Pour un peu, cette dernière se retrouvait en l’air. Quelle époque vivons-nous?  Aujourd’hui, ce sont plutôt les religieux qui tonnent. Les mollahs jouent ici les molosses. La gymnastique pour les filles devient très mal perçue, de même que la natation. Il faut dire que l’on nage très mal avec une bourka et que pour le basket, elle ne semble pas très indiquée non plus. Rien que pour voir la balle…

 

 

Mais les élèves féminines aiment-elles au fait tant que ça les cours de sport à l’école? Pas si sûr! Une étude (eh oui, encore une…) tendrait même à prouver le contraire. Cette enquête, menée en Grande-Bretagne, laisse entendre que la «gym» reste le pire souvenir des petites Anglaises, une fois devenues grandes.

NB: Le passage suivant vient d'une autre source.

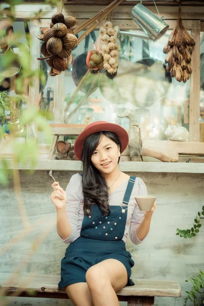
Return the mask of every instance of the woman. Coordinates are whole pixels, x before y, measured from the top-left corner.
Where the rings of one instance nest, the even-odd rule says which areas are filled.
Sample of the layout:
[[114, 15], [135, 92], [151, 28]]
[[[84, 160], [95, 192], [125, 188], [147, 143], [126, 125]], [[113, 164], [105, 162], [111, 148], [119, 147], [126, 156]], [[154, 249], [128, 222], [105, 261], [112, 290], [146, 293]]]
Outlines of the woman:
[[74, 144], [83, 175], [72, 175], [66, 192], [58, 182], [52, 185], [57, 232], [70, 243], [62, 260], [59, 288], [65, 288], [75, 306], [118, 306], [116, 292], [134, 284], [127, 236], [130, 231], [135, 244], [143, 240], [156, 205], [150, 212], [140, 212], [134, 196], [146, 195], [146, 186], [119, 169], [128, 141], [127, 132], [117, 124], [89, 124]]

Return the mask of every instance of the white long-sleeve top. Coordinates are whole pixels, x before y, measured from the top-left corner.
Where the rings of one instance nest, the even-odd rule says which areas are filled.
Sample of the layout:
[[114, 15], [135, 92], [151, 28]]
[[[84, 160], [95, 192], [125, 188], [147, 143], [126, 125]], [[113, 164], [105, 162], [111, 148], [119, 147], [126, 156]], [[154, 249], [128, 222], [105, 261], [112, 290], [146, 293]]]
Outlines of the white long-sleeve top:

C’est la case qu’ont cochée le 34% des sondées (si j’ose utiliser le mot). Notez que leurs ex-congénères masculins ne sont pas très enthousiastes non plus. Pour le 21,3% des hommes interrogés, ce fut la catastrophe.

 

 

Portant sur 1250 personnes, le sondage stigmatise la gymnastique, tous âges confondus. Pour le reste, les jeunes (lisez les 16-24 ans) dénoncent la brutalité des autres élèves. Ils sont 34% à le faire. Tiens! Comme la gymnastique au féminin. Les élèves plus âgés, qui ne sont donc plus des élèves depuis longtemps, stigmatisent, eux, les professeurs. Le 27% d’entre eux (et elles) en avait une peur bleue. «Tempi passati», comme diraient cette fois nos amis italiens. Aujourd’hui, ce sont plutôt les profs qui seraient terrorisés par la bande de monstres assise en face d’eux.

 

 

Une chose est cependant sûre, et finalement rassurante. «La période scolaire ne représente pas les meilleurs souvenirs de notre vie.» Là, tout le monde semble d’accord, ou presque. Ils sont 73% des hommes et des femmes interrogés à le penser.

 

 

Vous imaginez la catastrophe, dans le cas contraire? Cela signifierait que la vie s’arrête d’être intéressante à seize ou dix-huit ans. Le bon temps, qui n’est pas pour demain, deviendra celui où «les meilleurs souvenirs de la vie» se situeront dans les EMS. Pour les pensionnaires qui se rappellent encore quelque chose, bien sûr!